Targeting proteins: Søren Brunak (above) and Matthias Mann. Credit: M. HOLTUM

A major centre dedicated to protein research is to be built in Denmark thanks to the largest ever donation to Danish research. The Novo Nordisk Foundation, which owns various healthcare and biotechnology companies, this week announced that it would provide 600 million kroner (US$110 million) to fund the project at the University of Copenhagen.

A core component of the new centre will be a high-throughput facility to express and purify proteins, determine their structure and investigate their properties. The centre will focus on human disease, and will seek to formulate proteins for preclinical tests if they look promising as therapeutics. The university will keep the project's intellectual property, says vice-dean Birgitte Nauntofte.

Just as the study of genes scaled up into genomics in the 1990s, so in recent years protein researchers have been upgrading to proteomics. It is a substantial challenge: genes can code for more than one protein, and the products described in genes can be modified after being translated into protein. This means that although the human genome contains some 25,000 protein-encoding genes, a given person's various cells might use up to a million different proteins to do different things at different times in the course of a life. To crank up the complexity further, the proteins work in coordinated teams, requiring their relevant members to be in the right place at the right time if they are to generate the right response.

The Novo Nordisk Foundation Center for Protein Research will have five principal investigators, two of whom have already been appointed. One is Matthias Mann, a director at the Max Planck Institute of Biochemistry in Martinsried near Munich. Mann is a pioneer of protein mass spectrometry, a key proteomics technology. This technique, which smashes proteins into tiny fragments before reconstructing them by computer for identification and further study, benefits from the sort of large-scale computing power and bioinformatics capability a large centre can provide. Mann will not quit his current position but will oversee independent groups working on biological mechanisms such as signal transduction and on stem-cell biology, particularly in relation to diseases such as cancer.

The research centre being built in Copenhagen will offer the computing power needed to resolve complex protein interactions. Credit: H. JEONG, UNIV. NOTRE DAME/SPL

The other lead investigator so far named is Søren Brunak, from the Technical University of Denmark in Copenhagen. Brunak runs one of the largest bioinformatics departments in Europe. At the new centre he will focus on integrating what is known about creatures' physical characteristics with proteomic and genomic information in order to understand how different protein complexes may relate to disease. “We'll have access to Scandinavian biobanks and electronic patient records renowned for their high quality,” says Brunak, “and we'll find more by text mining scientific publication databases.”

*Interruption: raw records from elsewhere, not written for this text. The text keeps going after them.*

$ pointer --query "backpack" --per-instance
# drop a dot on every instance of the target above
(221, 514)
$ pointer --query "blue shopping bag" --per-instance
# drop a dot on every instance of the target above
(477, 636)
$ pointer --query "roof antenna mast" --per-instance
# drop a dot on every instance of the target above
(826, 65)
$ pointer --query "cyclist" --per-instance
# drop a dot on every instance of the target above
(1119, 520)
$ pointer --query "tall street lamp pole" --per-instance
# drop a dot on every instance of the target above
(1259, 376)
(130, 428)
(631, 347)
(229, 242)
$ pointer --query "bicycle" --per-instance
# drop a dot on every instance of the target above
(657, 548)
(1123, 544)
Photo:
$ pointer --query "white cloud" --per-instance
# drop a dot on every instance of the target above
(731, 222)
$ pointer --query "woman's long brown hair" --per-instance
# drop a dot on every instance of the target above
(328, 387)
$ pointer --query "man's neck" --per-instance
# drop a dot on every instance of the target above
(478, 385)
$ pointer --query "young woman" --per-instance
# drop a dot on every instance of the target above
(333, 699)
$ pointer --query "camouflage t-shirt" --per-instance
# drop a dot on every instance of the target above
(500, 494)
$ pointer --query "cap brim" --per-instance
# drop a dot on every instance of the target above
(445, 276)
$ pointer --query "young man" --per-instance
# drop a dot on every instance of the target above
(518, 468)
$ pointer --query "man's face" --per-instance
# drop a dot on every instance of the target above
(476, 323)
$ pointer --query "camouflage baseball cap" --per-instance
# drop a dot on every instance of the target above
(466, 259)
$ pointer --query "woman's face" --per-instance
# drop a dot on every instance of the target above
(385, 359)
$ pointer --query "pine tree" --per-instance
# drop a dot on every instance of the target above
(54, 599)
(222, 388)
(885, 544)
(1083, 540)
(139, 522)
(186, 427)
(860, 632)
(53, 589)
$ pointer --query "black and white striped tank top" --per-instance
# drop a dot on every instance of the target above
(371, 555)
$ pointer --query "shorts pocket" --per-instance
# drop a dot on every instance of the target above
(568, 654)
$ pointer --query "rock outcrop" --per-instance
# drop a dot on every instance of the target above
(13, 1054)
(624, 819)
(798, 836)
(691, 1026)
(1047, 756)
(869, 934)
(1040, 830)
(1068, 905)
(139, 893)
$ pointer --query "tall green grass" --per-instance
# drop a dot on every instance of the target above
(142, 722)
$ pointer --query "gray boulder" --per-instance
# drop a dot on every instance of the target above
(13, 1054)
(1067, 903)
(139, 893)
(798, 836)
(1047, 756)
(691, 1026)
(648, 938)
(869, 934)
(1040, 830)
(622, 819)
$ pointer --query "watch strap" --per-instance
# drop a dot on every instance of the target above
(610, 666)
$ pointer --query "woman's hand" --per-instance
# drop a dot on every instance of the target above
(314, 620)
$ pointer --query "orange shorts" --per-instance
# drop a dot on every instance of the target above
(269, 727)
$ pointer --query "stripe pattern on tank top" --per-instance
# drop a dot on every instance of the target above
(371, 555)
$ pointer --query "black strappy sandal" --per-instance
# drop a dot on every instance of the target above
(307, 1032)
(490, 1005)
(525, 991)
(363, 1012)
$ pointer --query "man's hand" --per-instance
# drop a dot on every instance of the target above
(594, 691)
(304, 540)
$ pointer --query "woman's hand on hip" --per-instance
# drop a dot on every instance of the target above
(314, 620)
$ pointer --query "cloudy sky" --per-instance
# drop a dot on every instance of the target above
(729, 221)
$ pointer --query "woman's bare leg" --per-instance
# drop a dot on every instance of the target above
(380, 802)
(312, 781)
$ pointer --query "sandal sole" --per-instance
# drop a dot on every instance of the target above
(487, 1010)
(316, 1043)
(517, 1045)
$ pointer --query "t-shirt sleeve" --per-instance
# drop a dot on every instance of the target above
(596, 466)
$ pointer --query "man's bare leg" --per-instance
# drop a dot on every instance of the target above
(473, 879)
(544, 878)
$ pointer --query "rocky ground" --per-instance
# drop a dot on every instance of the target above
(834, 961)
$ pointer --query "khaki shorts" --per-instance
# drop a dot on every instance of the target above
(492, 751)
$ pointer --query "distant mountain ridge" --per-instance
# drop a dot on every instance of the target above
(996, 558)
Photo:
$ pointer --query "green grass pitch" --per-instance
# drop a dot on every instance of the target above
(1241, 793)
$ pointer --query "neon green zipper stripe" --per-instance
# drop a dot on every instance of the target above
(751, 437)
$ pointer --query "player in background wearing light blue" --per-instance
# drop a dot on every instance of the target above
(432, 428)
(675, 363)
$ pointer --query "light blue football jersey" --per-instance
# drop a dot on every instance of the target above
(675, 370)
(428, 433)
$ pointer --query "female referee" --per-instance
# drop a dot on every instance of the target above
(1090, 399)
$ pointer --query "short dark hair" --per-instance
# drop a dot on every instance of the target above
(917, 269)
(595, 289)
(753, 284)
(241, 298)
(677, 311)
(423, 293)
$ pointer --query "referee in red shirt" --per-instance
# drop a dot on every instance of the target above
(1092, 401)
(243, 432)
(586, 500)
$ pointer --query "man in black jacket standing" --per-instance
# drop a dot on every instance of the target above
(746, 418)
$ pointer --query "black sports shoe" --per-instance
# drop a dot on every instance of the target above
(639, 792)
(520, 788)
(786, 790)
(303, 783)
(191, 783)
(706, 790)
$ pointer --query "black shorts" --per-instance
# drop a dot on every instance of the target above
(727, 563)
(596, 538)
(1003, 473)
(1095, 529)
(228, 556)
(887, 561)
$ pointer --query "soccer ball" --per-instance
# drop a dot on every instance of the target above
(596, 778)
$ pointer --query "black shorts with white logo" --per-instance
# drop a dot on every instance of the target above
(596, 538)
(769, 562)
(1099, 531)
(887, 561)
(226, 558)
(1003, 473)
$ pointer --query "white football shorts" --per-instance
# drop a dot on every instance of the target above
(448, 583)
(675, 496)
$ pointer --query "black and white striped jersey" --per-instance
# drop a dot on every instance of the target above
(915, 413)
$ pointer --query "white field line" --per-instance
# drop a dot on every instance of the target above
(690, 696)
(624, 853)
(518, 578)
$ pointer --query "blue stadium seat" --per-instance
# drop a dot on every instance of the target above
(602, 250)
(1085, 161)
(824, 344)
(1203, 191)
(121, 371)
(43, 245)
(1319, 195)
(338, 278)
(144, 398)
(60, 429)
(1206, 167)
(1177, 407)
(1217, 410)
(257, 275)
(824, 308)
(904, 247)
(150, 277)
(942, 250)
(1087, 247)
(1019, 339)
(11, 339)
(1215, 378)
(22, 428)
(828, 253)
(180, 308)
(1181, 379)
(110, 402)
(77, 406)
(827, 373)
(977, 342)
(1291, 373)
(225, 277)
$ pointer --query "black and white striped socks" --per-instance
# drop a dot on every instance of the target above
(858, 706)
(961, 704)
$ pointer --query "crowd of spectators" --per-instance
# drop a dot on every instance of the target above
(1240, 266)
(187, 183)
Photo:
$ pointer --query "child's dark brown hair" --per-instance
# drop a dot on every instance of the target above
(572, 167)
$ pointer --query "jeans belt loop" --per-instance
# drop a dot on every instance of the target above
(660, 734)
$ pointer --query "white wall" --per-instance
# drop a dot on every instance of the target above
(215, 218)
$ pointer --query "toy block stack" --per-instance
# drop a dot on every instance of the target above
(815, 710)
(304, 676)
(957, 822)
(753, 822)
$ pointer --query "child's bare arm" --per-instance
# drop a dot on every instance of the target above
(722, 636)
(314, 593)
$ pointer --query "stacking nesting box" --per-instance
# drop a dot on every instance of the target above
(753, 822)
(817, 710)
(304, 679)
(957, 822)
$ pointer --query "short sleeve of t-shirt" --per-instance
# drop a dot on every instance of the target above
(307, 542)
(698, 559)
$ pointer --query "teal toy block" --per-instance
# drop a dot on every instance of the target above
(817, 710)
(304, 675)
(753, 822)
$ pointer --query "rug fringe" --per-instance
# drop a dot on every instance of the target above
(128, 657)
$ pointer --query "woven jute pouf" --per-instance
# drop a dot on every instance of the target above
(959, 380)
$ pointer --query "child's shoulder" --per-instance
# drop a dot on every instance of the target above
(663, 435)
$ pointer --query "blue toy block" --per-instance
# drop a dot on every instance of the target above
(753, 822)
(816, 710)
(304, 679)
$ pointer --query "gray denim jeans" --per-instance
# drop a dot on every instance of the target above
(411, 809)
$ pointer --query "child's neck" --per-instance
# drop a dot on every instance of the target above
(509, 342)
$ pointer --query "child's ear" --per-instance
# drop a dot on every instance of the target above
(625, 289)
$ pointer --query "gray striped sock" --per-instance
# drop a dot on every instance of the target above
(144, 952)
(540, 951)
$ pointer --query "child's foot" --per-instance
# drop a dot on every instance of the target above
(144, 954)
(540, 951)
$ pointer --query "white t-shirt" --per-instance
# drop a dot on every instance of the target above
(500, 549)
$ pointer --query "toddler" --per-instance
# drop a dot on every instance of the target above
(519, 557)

Mann and Brunack already collaborate in the Interaction Proteome Project, which is funded by the European Commission. “We've merged our skills before — for example we've created what we call a 'temporal interactome' in one cellular compartment, the human nucleolus,” comments Brunack, referring to studies of patterns in protein interaction studied over time as well as in space.

Building work for the centre will start immediately and it will open in 2008 with a hundred or so staff; some research projects will begin in other premises before this.